Tabii ki haklılar. Zira son 40 yıldır özene bezene ördükleri, Irak'ın kuzeyinde oluşturdukları uçuşa yasak bölge ile devreye sokulan Çekiç Güç, STK Destekleri, İnsani Yardımlar vs perdelemeleri ile büyüttükleri ve nihayet tüm Güney sınırımız boyunca ele avuca gelen terör koridoru ve sonrasındaki terör devleti, yaptığımız "Barış Pınarı Harekatı" ile bir anda paramparça oldu. 40 yılın emeği bir başka "gelmeyecek olan" bahara kaldı. Dolayısıyla bu bağırış çağırış kendileri açısından acınacak bir haykırıştır. Zira, on yıllarca bu ülkelerin verdiği mayınlar, silahlar, mühimmatlar, parasal destekler, bize on binlerce şehide, yaralıya, yaklaşık 500 milyar dolarlık ekonomik kayba neden oldu. Ülkemiz aleyhine yapılan organizasyonlarda kendi ülke sınırlarında verdikleri her türlü fiili yardım ve yataklık da cabası. İşte tüm bu çirkin oyun ve sahne yerle yeksan oldu. Çünkü kuramadılar, kurduramadılar. Bunların niyetini, asıl amaçlarını görmemek, anlamamak en masum tabiri ile ahmaklık ve saflık olur. Görmemek ve anlamamakta ısrar etmek ise, bu kurulan oyuna destek ve payanda olmaktır. Bizi şaşırtmadı, üzmedi.
Ancak, bizi üzmekten, şaşırtmaktan da öte, ciğerimizi yakan, hatta göz yaşı dökmemize neden olan bu haklı harekatımızı adeta " yapılmaması gereken bir yanlış harekat" konumuna sözleriyle düşüren biri var. Ki kendisi Devlet Başkanı makamında oturuyor.
Bahse konu zat, KKTC Cumhurbaşkanı Mustafa Akıncı. Bu haklı ve meşru harekatımıza karşı, düşünmüş/ taşınmış, saatler harcamış, ne yumurtlayabilirim diye zaman harcamış ve nihayet bulmuş. Bu Devletlü Zat-ı Muhterem bakın ne buyurmuşlar okuyalım;
"1974'de biz adına Barış Harekatı desek de bu bir savaştı ve akan da kandı. Şimdi Barış Pınarı desek de akan su değil kandır.

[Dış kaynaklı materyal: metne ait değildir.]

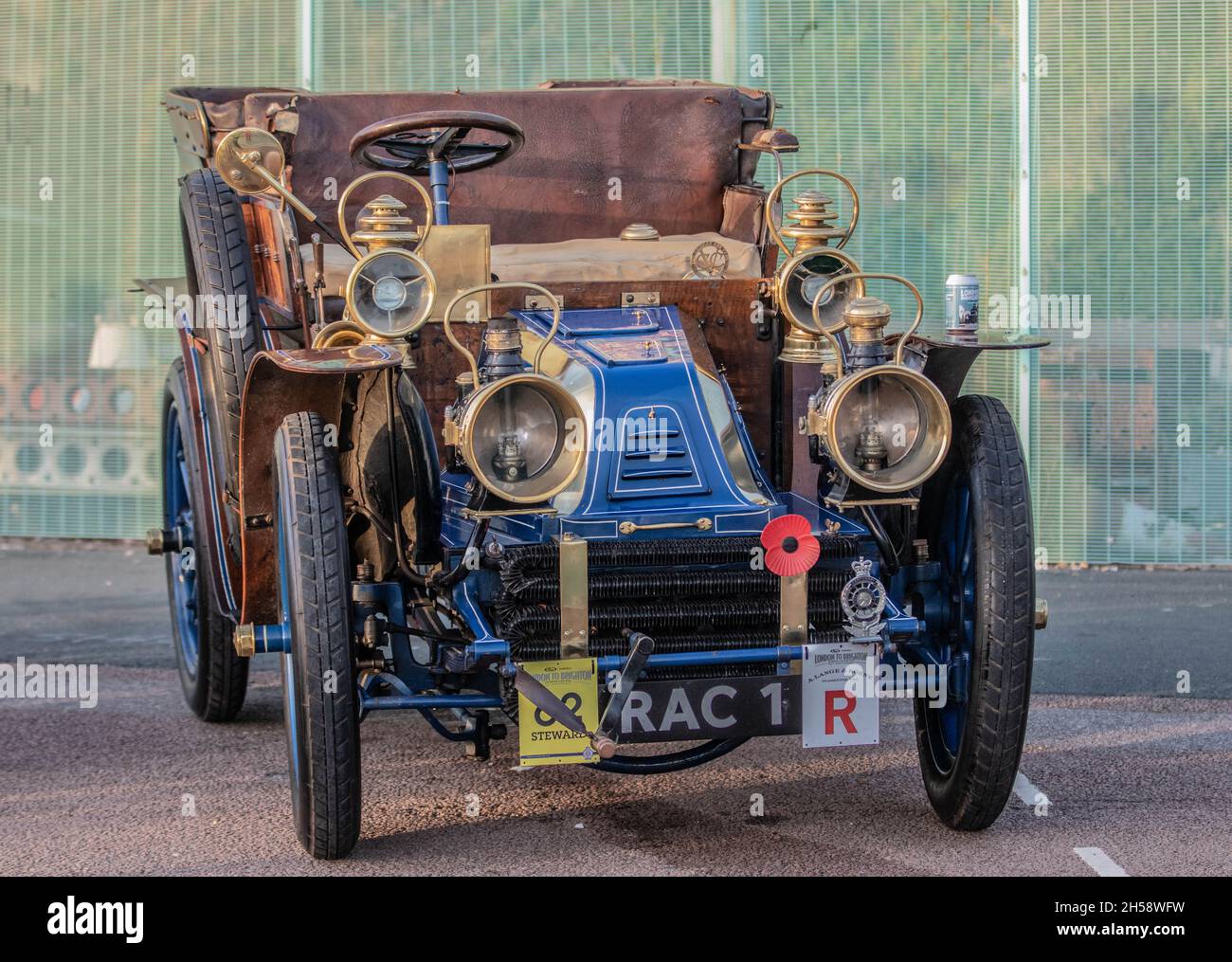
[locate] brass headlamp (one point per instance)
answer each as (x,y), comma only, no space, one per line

Bu nedenle bir an önce dialog ve diplomasinin devreye girmesi en büyük dileğimdir."
Bir Devlet Başkanı düşünün ki, oturduğu makamın varlık nedeni, önünde poz verdiği bayrağın varlık nedeni, kendi halkının can-mal-namus güvencesi ve özgürlüğünün hayat sürmesinin yegane nedeni o tam yürekten diyemediği, yarım ağızla güya hümanist bir davranış zannederek AB ve diğerlerine hoş görünmek adına adeta önemsemez bir duygu ile sözünü ettiği " Şehitlerimizin Kanıdır".
Bulunduğu makamın, temsil ettiği halkın, yaşadığı toprakların tarihsel, sosyolojik, psikolojik derinliğinden ve gerçeklerinden bu kadar uzak ve bu kadar bihaber mi olunur?

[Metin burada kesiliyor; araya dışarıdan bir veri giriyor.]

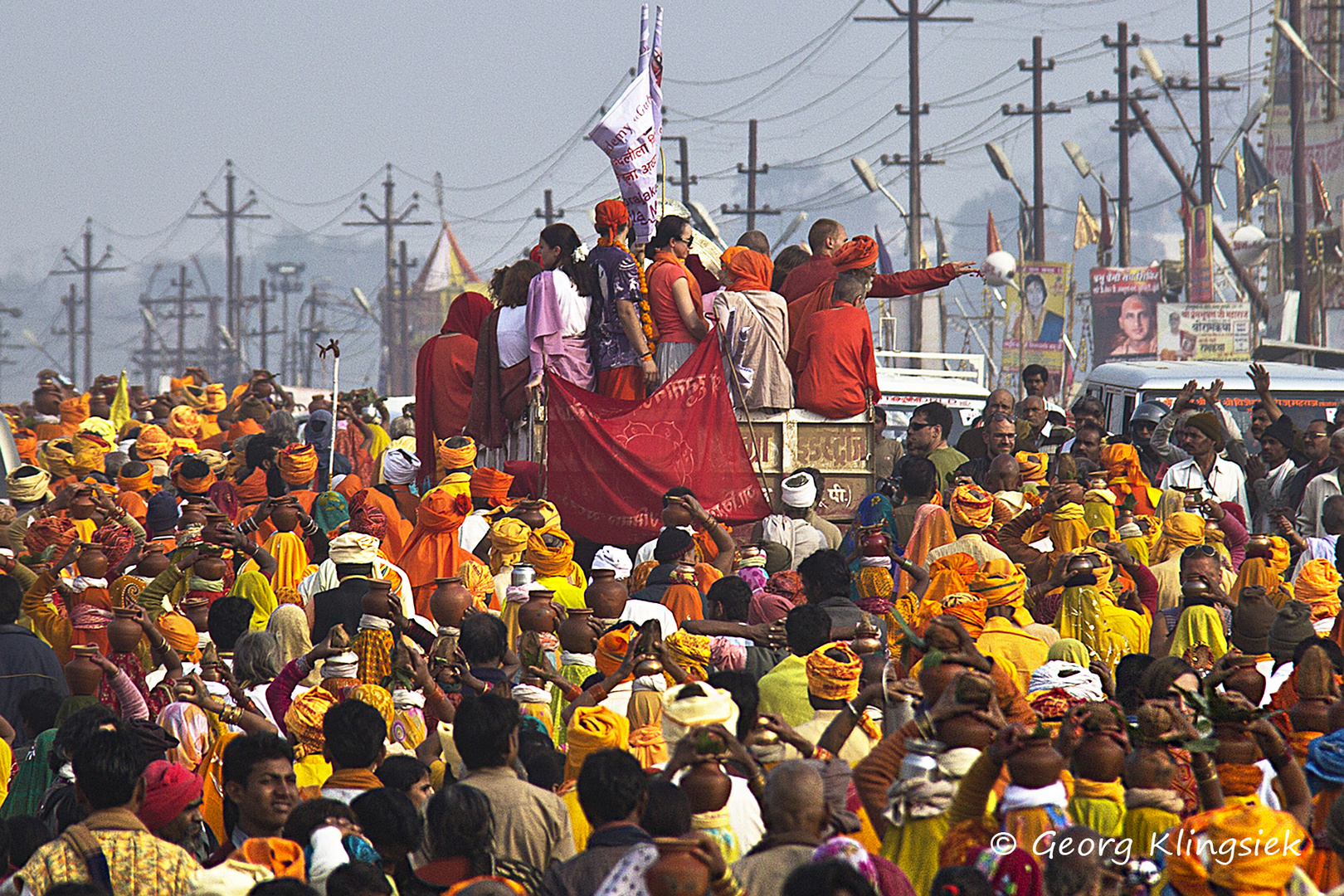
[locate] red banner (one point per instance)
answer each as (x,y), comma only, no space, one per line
(609,461)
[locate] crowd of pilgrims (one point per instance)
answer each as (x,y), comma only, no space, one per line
(256,648)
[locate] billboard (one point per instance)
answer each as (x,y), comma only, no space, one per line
(1124,305)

45 yıldır ( hatta 1974'ün 10 yıl öncesinden başlarsak 55 yıldır ) oradaki Türk soydaşlarımızın yaşamış olduğu zulüm ve soykırımı, tarihsel süreç içinde dayatılan onca izolasyon ve kültürel kıyımları, ve hala tanınma noktasında hem bizim Türkiye olarak hem de sizin KKTC olarak hangi zorlukları göğüslediğimizi bilmiyor musunuz?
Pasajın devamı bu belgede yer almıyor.